When finally forced to search Dutroux's Marcinelle home for reasons not related to the kidnappings, Michaux decided to ignore the voices of two young girls, seemingly not even trying to get a response from them. He also didn't think that Dutroux's odd L-shaped basement, with one wall much newer than all the others, was reason enough to tear it down, nor did he recognize the significance of such items as vaginal cream, a speculum, chains, and a videotape with the name of a program on it dealing with missing children. Two other videos which would have shown Dutroux working on his basement and him raping a 14 year old girl were returned to Dutroux's wife, apparently without having been reviewed by his team. This failure of properly searching Dutroux's home apparently led to the death of Julie and Melissa, who are believed to have died from starvation in Dutroux's basement. It also led to the kidnapping of Sabine and Laetitia after Dutroux got out of jail in March 1996. In August 1996, after Dutroux had been arrested on suspicions that he had kidnapped Laetitia, Michaux led another three hour search in Dutroux's Marcinelle home where at that moment Sabine and Laetitia were located. Needless to say, Michaux not only failed to find
the girls, which could possibly have led to the release of Dutroux, he also hadn't noticed the letters Sabine had hidden under Dutroux's carpet.
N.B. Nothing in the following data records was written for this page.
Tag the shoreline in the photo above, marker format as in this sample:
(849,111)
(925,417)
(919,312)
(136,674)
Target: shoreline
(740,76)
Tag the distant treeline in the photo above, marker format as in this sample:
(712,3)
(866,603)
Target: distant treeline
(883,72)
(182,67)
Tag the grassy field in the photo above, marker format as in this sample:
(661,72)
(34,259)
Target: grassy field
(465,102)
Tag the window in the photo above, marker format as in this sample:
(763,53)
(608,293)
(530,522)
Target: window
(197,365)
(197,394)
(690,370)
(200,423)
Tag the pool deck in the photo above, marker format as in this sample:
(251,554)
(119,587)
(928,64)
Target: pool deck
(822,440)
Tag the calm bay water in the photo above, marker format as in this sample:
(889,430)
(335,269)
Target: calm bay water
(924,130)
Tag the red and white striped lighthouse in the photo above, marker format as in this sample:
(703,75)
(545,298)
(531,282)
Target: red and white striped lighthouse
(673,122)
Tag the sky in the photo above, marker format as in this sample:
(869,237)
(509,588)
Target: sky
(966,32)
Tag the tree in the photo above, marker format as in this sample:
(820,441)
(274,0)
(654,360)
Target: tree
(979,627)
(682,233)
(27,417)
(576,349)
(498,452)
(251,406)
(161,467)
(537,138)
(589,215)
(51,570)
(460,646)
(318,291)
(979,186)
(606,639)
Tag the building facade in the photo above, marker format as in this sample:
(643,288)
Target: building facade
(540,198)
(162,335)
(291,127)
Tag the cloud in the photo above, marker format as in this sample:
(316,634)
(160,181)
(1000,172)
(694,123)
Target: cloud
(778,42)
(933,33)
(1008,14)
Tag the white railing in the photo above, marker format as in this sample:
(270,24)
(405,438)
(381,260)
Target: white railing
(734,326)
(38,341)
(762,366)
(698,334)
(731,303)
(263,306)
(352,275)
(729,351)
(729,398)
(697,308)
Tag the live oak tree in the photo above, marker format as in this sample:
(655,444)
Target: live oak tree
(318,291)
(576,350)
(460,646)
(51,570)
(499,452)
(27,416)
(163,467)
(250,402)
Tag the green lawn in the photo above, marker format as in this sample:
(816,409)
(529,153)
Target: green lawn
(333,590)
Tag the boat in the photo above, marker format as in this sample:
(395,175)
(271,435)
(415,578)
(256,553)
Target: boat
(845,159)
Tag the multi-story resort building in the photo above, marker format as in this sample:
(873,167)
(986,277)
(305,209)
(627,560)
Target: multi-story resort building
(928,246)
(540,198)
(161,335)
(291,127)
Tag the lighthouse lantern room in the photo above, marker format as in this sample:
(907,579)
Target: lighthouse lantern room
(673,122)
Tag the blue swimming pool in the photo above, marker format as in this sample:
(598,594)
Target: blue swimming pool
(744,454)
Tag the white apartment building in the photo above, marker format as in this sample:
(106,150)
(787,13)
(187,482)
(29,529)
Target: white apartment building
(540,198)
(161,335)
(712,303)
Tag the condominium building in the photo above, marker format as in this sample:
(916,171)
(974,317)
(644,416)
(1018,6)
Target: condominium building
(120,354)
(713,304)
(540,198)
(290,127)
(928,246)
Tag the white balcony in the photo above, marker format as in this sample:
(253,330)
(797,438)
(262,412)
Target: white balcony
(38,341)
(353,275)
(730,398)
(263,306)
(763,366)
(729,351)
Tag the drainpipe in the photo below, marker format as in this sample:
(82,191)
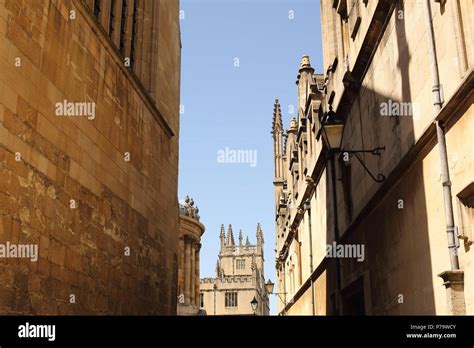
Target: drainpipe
(453,278)
(446,182)
(307,206)
(336,233)
(284,289)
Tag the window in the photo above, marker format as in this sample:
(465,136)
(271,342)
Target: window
(112,19)
(97,9)
(240,263)
(231,299)
(123,21)
(353,298)
(134,33)
(466,212)
(201,300)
Luckily, the location of the girls would be pointed out by Dutroux 48 hours later, after it had become clear to him there was no way out this time, especially not with his lackey Michel Lelievre spilling the beans.
These failures of Michaux led to strong criticism from the parents of An Marchal, who went to inspect Dutroux's basement themselves. The parents of Melissa Russo filed an official complaint against him. When Bourlet criticized Michaux in 2004 over his failure to even find Sabine's
Rene Michaux, one of the world's most incompetent police officers.
letters, and seemingly implied this might not have been unintentional, Michaux could only react by calling Bourlet a "liar" and stating that "he sure wouldn't have found Laetitia under the carpet." These intellectual replies were soon followed by threats to sue for libel. Michaux's extreme incompetence was rewarded with a new position as a local police commissioner.